Today marks the last day of term for MPs, as Parliament prepares to break for a six-week long recess.
It’s not unusual to see governments rush out unpopular announcements quietly in written and oral statements from ministers - often cramming dozens of announcements into the final few days of business - and this summer is no exception.
Here are five bits of bad news Theresa May would rather people weren’t talking about:
1. Child refugees
The Home Office has been under pressure for several months to reverse its decision to scrap the Dubs scheme, which was set up to allow the UK to assist vulnerable children fleeing conflict alone.
While the government initially said it had capacity to offer 480 places - revising the figure up from the original 350 - it emerged no youngsters have been taken in the UK under the scheme this year.
In 2016, 200 children came to the country and cross-party politicians, including Yvette Cooper and Tim Farron, have this week written to the prime minister to ask her to keep the scheme open.
Works and pensions secretary David Gauke quietly announced the state pension age would rise by a year on the same day the BBC published details of how much it pays its star presenters.
The pension age will rise from 67 to 68 from 2037 - seven years earlier than planned - affecting everyone under 40 years of age.
Gauke denied it was an attempt by the government to bury bad news, telling the BBC: “This was planned in our grid before I was even aware the BBC presenter story was going to be put out there. It didn’t feature in our thinking.”
Transport secretary Chris Grayling used his “update” to the House to reveal plans to electrify railway lines in Wales, the midlands and the north of England.
He said the government would instead introduce faster trains with more seats and better on-board facilities, claiming it was the “biggest investment in the railways since the Victorian era”.
Labour accused the Tories of “taking people for a ride”, while the Lib Dems said the decision was “a betrayal of passengers across the country”.
4. Diversity in the courts
Figures released on the final day of Parliament show, unsurprisingly, that the majority of senior court judges are white men.
The percentage of female court judges was highest in the south east (36%), with the lowest female representation in the South West (21%). London and the Midlands had the highest representation of black and minority ethnic court judges (9% and 8% respectively), with BME representation in Wales at just 1%.

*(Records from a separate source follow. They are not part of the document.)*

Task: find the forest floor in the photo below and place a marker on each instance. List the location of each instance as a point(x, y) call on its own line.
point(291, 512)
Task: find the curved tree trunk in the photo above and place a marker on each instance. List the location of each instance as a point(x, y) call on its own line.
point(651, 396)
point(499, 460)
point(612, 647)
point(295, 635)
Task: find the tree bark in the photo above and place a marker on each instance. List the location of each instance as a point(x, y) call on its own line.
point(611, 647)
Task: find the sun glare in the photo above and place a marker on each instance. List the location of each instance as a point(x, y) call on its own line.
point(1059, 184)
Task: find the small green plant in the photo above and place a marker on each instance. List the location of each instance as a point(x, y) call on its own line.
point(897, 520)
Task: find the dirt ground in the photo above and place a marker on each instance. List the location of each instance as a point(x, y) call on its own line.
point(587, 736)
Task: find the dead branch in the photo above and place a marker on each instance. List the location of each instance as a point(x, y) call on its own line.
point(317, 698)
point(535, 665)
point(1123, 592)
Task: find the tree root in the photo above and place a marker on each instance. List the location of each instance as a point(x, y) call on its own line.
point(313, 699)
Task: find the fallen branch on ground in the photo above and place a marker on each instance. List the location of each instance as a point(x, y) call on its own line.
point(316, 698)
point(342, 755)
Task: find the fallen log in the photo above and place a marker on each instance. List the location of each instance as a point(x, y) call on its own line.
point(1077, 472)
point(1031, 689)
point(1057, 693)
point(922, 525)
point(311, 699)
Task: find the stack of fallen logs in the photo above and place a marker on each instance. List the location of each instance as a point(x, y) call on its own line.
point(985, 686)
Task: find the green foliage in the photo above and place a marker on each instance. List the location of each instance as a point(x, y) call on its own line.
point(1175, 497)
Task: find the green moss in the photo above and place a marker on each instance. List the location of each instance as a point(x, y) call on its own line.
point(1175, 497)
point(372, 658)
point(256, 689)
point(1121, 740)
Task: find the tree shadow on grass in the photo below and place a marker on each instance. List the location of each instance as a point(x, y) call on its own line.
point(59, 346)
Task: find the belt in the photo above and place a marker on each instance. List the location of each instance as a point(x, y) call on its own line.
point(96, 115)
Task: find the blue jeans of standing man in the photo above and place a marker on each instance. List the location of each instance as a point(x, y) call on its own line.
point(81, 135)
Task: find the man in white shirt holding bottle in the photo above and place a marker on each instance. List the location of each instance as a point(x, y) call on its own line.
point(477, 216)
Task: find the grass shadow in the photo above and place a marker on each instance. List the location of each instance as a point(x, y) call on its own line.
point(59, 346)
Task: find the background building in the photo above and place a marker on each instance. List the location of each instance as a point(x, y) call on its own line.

Nationally, just 11% of magistrates identified as BME and just 4% of magistrates are under 40, compared with 86% aged over 50.
5. Crime statistics
Another burst of information came from the Office of National Statistics, which published the Home Office’s crime figures between March 2016 and 2017.
They showed an overall increase in crime of 10%, with and 18% rise in violent crime, including a 20% surge in gun crime and knife offences.
Shadow home secretary Diane Abbott said: “The Tories have cut police officer numbers again in the latest 12 months and now there are well over 20,000 fewer than in 2010.
“And despite promising to protect budgets, they continue to cut funding even as a senior figures in policing line up to warn they are overstretched and struggle to cope with demand.”